Normally, that’s something to root for, but, in the case of the San Diego Chargers and the team’s possible move to Los Angeles, arguably it’s not.
Because this is anything but sudden death overtime.
It's going to take ...
Well who knows?
The Chargers have agreed to play in San Diego for the 2016 season while negotiating a deal for a new stadium. If that falls through, they have a pretty sweet back-up plan. They can always move to L.A. since they've reached a deal to share a stadium that Rams owner Stan Kroenke is building in Inglewood.
Cost is $1.8 billion. (But it will used 10 times a year.)

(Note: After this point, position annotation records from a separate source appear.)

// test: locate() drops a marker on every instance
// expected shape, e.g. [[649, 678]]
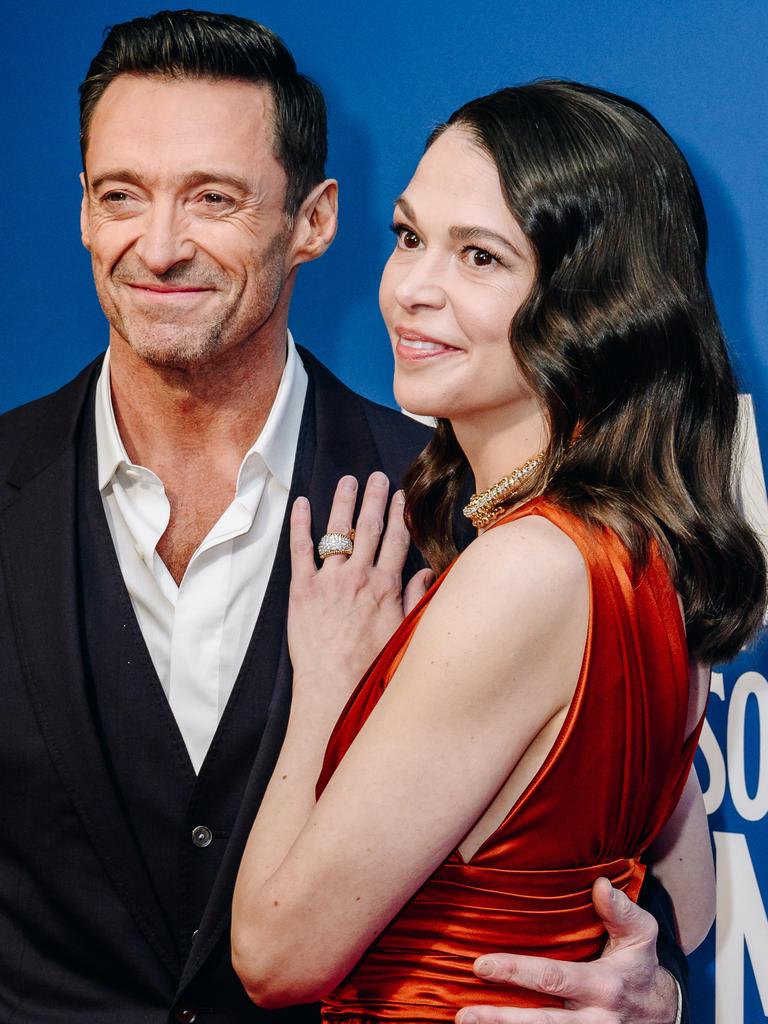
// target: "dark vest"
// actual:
[[181, 822]]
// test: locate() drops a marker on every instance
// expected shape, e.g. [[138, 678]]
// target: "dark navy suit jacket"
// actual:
[[83, 936]]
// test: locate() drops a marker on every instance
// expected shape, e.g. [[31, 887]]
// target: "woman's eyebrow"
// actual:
[[475, 232]]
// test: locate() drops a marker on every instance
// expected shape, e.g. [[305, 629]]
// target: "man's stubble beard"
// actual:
[[164, 344]]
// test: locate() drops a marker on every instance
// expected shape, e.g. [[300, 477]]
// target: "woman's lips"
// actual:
[[414, 347]]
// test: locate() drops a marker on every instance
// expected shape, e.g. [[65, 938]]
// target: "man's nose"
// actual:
[[422, 284], [164, 240]]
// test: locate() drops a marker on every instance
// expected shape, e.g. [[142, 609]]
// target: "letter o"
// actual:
[[750, 684]]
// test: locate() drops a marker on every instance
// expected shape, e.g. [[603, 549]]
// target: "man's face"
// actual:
[[183, 215]]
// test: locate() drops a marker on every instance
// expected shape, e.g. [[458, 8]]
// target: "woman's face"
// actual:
[[460, 270]]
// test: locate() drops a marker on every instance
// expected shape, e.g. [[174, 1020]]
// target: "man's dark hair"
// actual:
[[198, 44]]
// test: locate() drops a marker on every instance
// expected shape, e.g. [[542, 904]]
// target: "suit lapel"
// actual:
[[335, 439], [39, 557]]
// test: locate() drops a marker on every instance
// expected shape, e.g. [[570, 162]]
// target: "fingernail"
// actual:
[[484, 968]]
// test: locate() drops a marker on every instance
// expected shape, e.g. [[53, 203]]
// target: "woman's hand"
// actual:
[[341, 615]]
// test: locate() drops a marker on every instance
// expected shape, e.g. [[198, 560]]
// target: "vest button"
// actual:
[[202, 836]]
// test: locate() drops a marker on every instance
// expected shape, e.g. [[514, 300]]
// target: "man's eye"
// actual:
[[215, 201]]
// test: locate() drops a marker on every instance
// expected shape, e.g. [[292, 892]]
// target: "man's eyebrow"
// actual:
[[212, 176], [473, 232], [403, 204]]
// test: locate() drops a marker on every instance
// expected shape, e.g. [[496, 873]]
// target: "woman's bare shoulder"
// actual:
[[517, 597]]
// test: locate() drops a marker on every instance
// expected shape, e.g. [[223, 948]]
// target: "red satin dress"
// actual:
[[608, 784]]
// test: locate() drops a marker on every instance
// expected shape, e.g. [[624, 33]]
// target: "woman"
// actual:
[[530, 725]]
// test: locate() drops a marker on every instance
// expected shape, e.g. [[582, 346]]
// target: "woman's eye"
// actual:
[[480, 257], [406, 238]]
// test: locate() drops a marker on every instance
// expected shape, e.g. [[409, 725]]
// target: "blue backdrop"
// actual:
[[389, 74]]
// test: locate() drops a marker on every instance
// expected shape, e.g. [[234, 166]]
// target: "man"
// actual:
[[143, 548]]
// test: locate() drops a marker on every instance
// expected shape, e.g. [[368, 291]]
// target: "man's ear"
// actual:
[[315, 222], [85, 232]]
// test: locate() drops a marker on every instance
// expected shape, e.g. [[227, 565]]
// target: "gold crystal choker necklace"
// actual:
[[486, 506]]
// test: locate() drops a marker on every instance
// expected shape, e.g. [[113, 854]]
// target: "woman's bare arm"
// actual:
[[318, 882]]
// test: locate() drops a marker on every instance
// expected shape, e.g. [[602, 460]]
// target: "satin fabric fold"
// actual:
[[606, 787]]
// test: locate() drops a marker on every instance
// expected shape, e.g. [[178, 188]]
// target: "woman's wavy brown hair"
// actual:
[[620, 340]]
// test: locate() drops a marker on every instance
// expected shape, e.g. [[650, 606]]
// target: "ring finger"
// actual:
[[342, 510]]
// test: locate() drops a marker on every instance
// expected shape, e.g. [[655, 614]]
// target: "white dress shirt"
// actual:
[[198, 631]]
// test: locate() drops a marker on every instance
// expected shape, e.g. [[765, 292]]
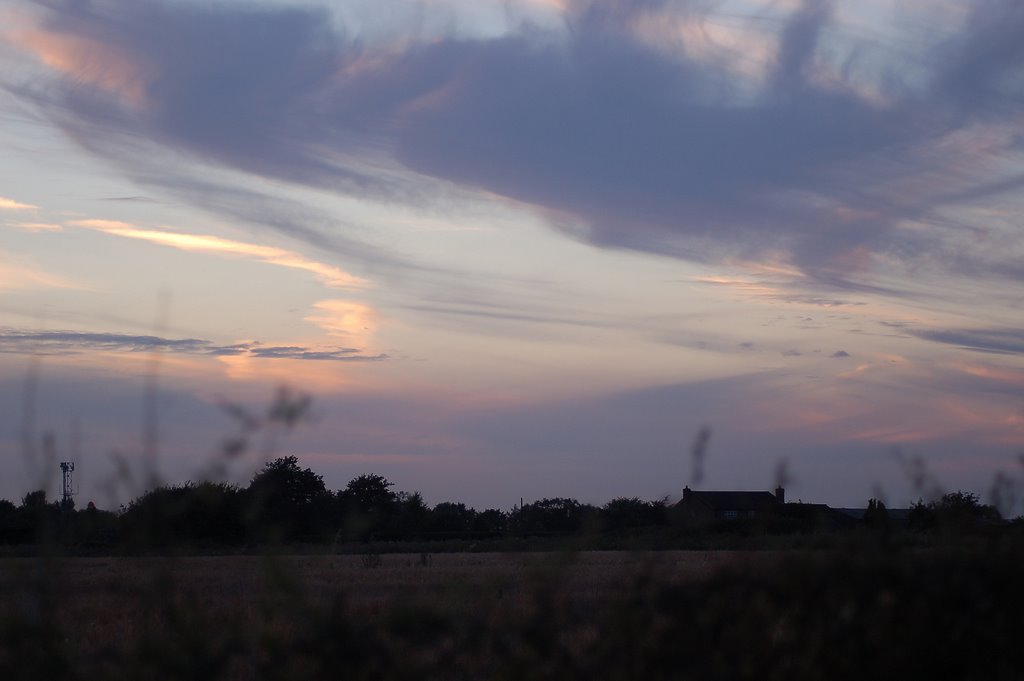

So Chargers Chairman Dean Spanos has graciously agreed to spend another - likely rent-free - year at Qualcomm Stadium, a joint he has pretty much said should be condemned.
Which means …
It’s not over until it’s over.
The fat lady hasn’t sung.
The clock is still running.
Upon further review …
Extra innings! (Oh, actually that’s baseball.)
But this also means we’ve got to keep dealing with the uncertainty of the Chargers future in San Diego. Fans will keep chewing off fingernails over this stadium dilemma. And talk about another dilemma: Should we root for a team whose owner has been dissing us for the past year?
Or should we let bygones be bygones? (He's just a humble businessman looking to protect his meager asset — a $1.5 billion NFL franchise ...)
This means also:
More stadium plans.
More Mark Fabiani spin!!!
More sports radio chatter!!!! (I would like to hear them broadcast this thing called "a game.")
And then — a public vote???
It also means the city’s leadership has to put even more time and energy into the Chargers situation. If not for the Chargers, the city likely would have found a solution to the airport, the Children’s Pool in La Jolla, the Middle East crisis …
Every pothole would be filled.
Our infrastructure would be Grade A.
Seriously, the city has spent so much civic energy on this Chargers mess, it’s a wonder our trash is still being collected.
This latest action (or non-action) also delays just what the city will do if indeed the Chargers do leave. There are all sorts of questions about what to do with the Mission Valley site should the Bolts bolt, for instance.
It’s like a divorce that won’t happen.
The city also spent millions on the initial stadium plan to replace Qualcomm Stadium, including an environmental study, which the Chargers say is ripe for a lawsuit. Mayor Kevin Faulconer and San Diego County Supervisor Ron Roberts also went around the country, meeting with members of the NFL's relocation committee to plead the city's case.
How much more money will the city spend on a Hail Mary pass?
Yes, it would be great if the Chargers stay — as long as the financial hit to citizens is minimal. However, this tug-of-war is getting old.
At least the people in St. Louis can move forward.
But let’s get something done before Philip Rivers has three more children.